Both Muslim and Christian leaders have been committed to inter-faith collaboration.

“HIV/AIDS does not discriminate by religion,” noted Zipporah Kpolmar, CEDPA’s Deputy Country Director.

When armed with the right information religious leaders can make a huge difference and they are being prepared to rise to the challenge.

I have faith that these leaders will be a part of the solution. For more on how to work with faith-based groups, you can order our manual, Faith Community Responses to HIV/AIDS: Integrating Reproductive Health and HIV/AIDS for NGOs, FBOs & CBOs.

 

“Go-Slow” Slows, but Does Not Halt Progress

June 24, 2005

The distance from the airport and the center of town in Lagos is a mere 22 kilometers (13 miles).

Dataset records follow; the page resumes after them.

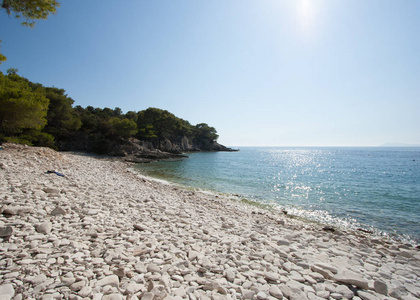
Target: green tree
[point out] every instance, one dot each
(62, 118)
(204, 134)
(30, 10)
(21, 106)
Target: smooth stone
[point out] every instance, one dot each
(6, 291)
(44, 228)
(148, 296)
(344, 291)
(111, 280)
(141, 227)
(113, 296)
(366, 296)
(6, 231)
(85, 291)
(77, 286)
(352, 278)
(230, 275)
(38, 279)
(275, 292)
(380, 287)
(271, 276)
(58, 211)
(133, 288)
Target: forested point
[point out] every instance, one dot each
(44, 116)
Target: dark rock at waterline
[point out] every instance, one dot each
(365, 230)
(329, 229)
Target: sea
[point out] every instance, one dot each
(371, 189)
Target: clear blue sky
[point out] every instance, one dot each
(263, 73)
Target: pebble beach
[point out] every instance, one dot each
(94, 228)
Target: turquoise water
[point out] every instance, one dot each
(376, 189)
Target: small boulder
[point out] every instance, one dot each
(44, 228)
(58, 211)
(6, 291)
(6, 232)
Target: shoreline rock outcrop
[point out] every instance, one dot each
(103, 231)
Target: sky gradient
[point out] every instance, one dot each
(263, 73)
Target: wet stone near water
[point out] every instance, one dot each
(105, 232)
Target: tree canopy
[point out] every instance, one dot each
(34, 114)
(22, 105)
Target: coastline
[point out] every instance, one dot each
(104, 232)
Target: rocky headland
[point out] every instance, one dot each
(94, 229)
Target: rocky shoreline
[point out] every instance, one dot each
(93, 229)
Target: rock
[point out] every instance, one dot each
(326, 273)
(230, 275)
(6, 232)
(114, 296)
(345, 292)
(153, 268)
(16, 210)
(77, 286)
(380, 287)
(6, 291)
(352, 278)
(261, 296)
(366, 296)
(85, 291)
(275, 292)
(141, 227)
(148, 296)
(58, 211)
(329, 229)
(133, 288)
(271, 276)
(44, 228)
(111, 280)
(38, 279)
(398, 292)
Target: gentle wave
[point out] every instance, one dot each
(376, 189)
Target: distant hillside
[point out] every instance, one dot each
(44, 116)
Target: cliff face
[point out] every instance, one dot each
(139, 151)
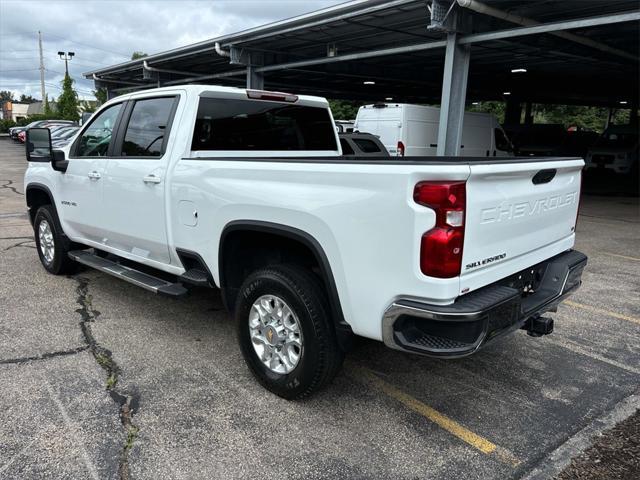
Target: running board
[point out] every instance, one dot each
(141, 279)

I sat today in the car on a 2-½ hour drive from the airport to my first appointment of the day, managing just barely the immense frustration I felt at the slow pace of traffic, referred to locally as "go-slow."

I had spent the better part of the week in Abuja, the federal capital meeting with staff members, partners and donors. Signs of progress and hope are evident stand in contrast to my last visit to Nigeria several years ago. For one, there was no sign of the petty corruption that made a trip to the airport a stomach wrenching experience.

Abuja functions at a soft purr and is now firmly established as the country’s political seat. The government has drafted a comprehensive development plan and donors and multi-lateral agencies are falling in line behind it. But my trip to Lagos was a stark reminder that there remains much to do in this country, the seventh largest in the world. Lagos remains the commercial center and a place of uneasy vitality and the physical deterioration and neglected infrastructure symbolize remaining challenges.

Thus, these two cities tell the story of Nigeria’s two realities—immense political progress, but enormous social and economic challenges.

As the rain began to fall shortly before I finally arrived at the place of my first meeting, I resigned myself to an even longer return trip back to the airport.

I could rejoice for the farmers whose productivity is rain dependent, while knowing that the same rains virtually haunt progress in the city. But I settled in the feeling that progress would not be slowed indefinitely and Nigeria is moving forward.